Anyhow I'm not trying to derail this thread with my storage issues, I just wanted to pass along that you can fix the firmware checksum and flash the firmware with sg_write_buffer since I haven't seen anyone mention it.
 
Last edited:

Shortbus

New Member
Apr 9, 2020
5
5
3
So now basically custom firmware is possible. I wonder if it would be possible to patch the default fan speed instead of needing to set a fan speed on a power cycle manually. Maybe a speed/temp table that's patchable. I may take a look, though I know just enough to be dangerous lol.
 
  • Like
Reactions: Mr. GM

Mr. GM

New Member
Feb 28, 2026
1
0
1
I've got an EqualLogic PS4100 and in it I replaced both controllers with MD1200s. I ran into a bit of trouble with my setup, but I was able to fumble through it and get it working. Here are some additional tips based on my experiences:
  • Searching eBay for "MD1200 controller" gives you results, but all of the ones I found were in the $50+ range. I bit the bullet and ordered one...
  • While waiting for it to arrive, I had the brilliant idea to search "Dell MD12" instead, and there are (as of this writing) a ton of results for cheap controllers. I paid under $30 for the second controller, and if I'd thought of this before ordering the first one I could have saved a few bucks. Both controllers appear to be identical to my eyes.
This next part was likely due a lack of experience with screen and minicom, but I fumbled for a bit and I was only getting a diamond character and the occasional random letter when trying to connect. All of my previous experience with connecting via serial was using PuTTY on my desktop, but with the disk shelf in my rack in the basement that was a no-go. I set up a Debian VM on my Proxmox server and passed through a USB Serial adapter for this use case. Eventually I found that both screen and minicom work when I set the rate to 38400 instead of the default of 115200. Here's how to do that in minicom:
  1. run # minicom -s
  2. Go to "Serial port setup" using the arrow keys and Enter
  3. Press A to change the "Serial Device" field
  4. I changed mine to "/dev/ttyUSB0" as that's the correct device for my USB-Serial adapter, however you may need to use something different if yours isn't mapped to the same location.
  5. Press Enter when done
  6. While still in this menu, press E to select "Bps/Par/Bits"
  7. Press D to select the pre-configured 38400 speed.
  8. Press Enter to exit this setup screen.
  9. Go to "Save setup as dfl" and press Enter to save this setup as the default.
  10. Press Esc to start a session. Minicom will say "Offline" at the bottom of the screen, but that's not actually true; from some Googling apparently minicom just says this if the serial connection doesn't send specific bits, but it'll still work. If the disk shelf is already running then you'll likely just have an underscore. Press Enter and you should see "BlueDress.106.000 >" or something similar.
Finally, I was able to use minicom's runscript to run a very basic script to set the fan speed to 20. My script is saved as "setfanspeed.script" and it's just the following two lines:

Code:
send set_speed 20
exit
Running the script in minicom is simple. It's "minicom -S [script location and name]" so for my case it's "minicom -S setfanspeed.script" and it works. From there I set up a stupid-simple bash script to run this command and then I set up the VM to run the bash script at boot. There's probably a better way to do this than devoting an entire VM to connecting to the shelf's management plane and running a single command, but this works well enough for a homelab setup.
 

turtleravioli

New Member
May 6, 2026
2
0
1
I am currently running a MD1200 with a Dell R730XD and a PERC H830. Two EMMs with redundant path and TrueNAS as the OS.

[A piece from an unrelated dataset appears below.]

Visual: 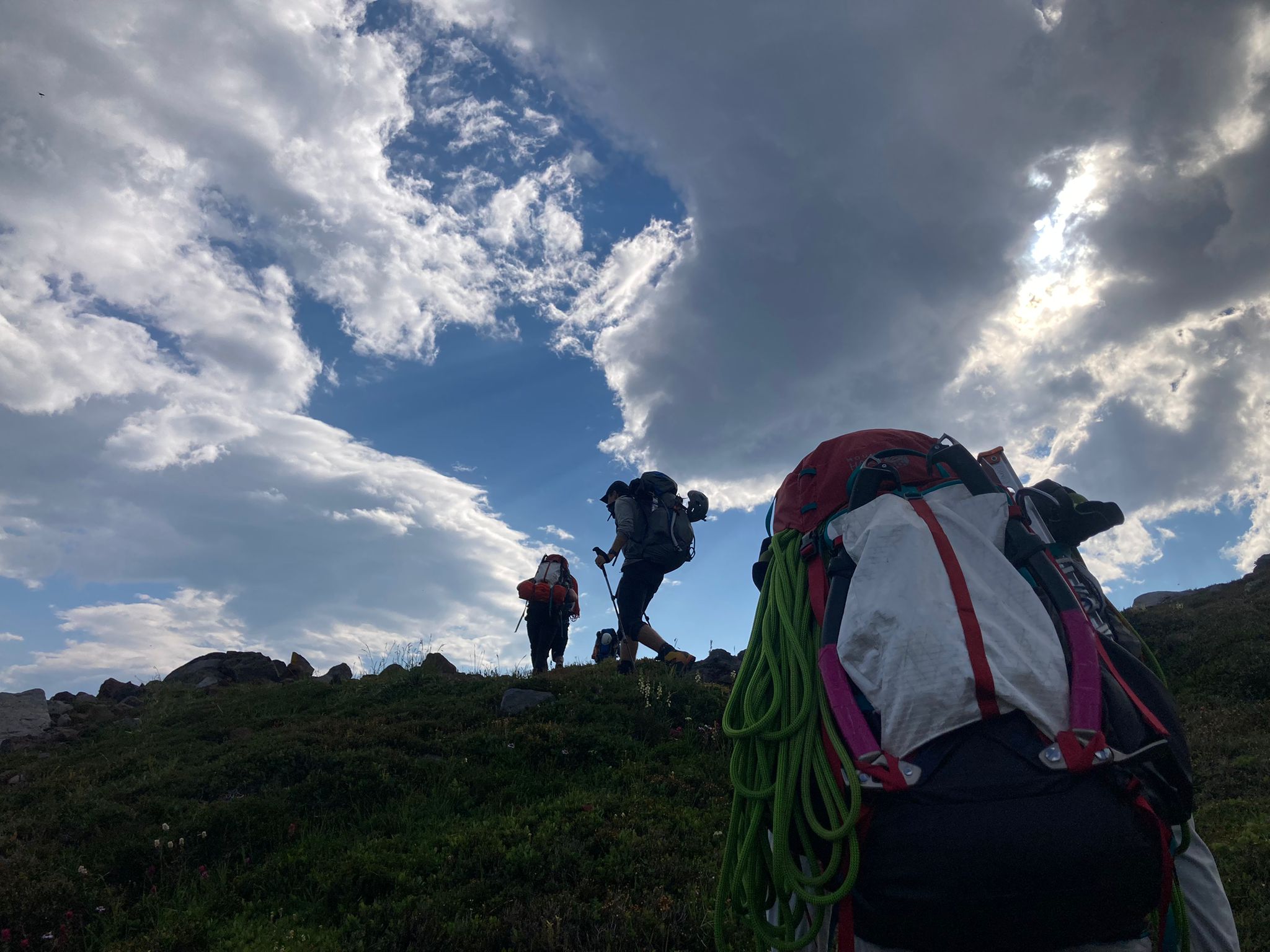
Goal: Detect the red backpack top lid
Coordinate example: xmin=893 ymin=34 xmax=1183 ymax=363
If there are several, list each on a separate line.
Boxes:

Everything seems to work fine, but I see this error message randomly in the logs of TrueNAS:
May 7 03:07:46 kernel: ses 13:0:0:0: Power-on or device reset occurred

Also, about every 5 minutes there seems to be a reset of some kind within the MD1200, as if I have and LEDs set using ses, they will clear out and the amber fault light will come on for about 1-2 seconds then go back to normal. Has anyone figured out fixes for these issues?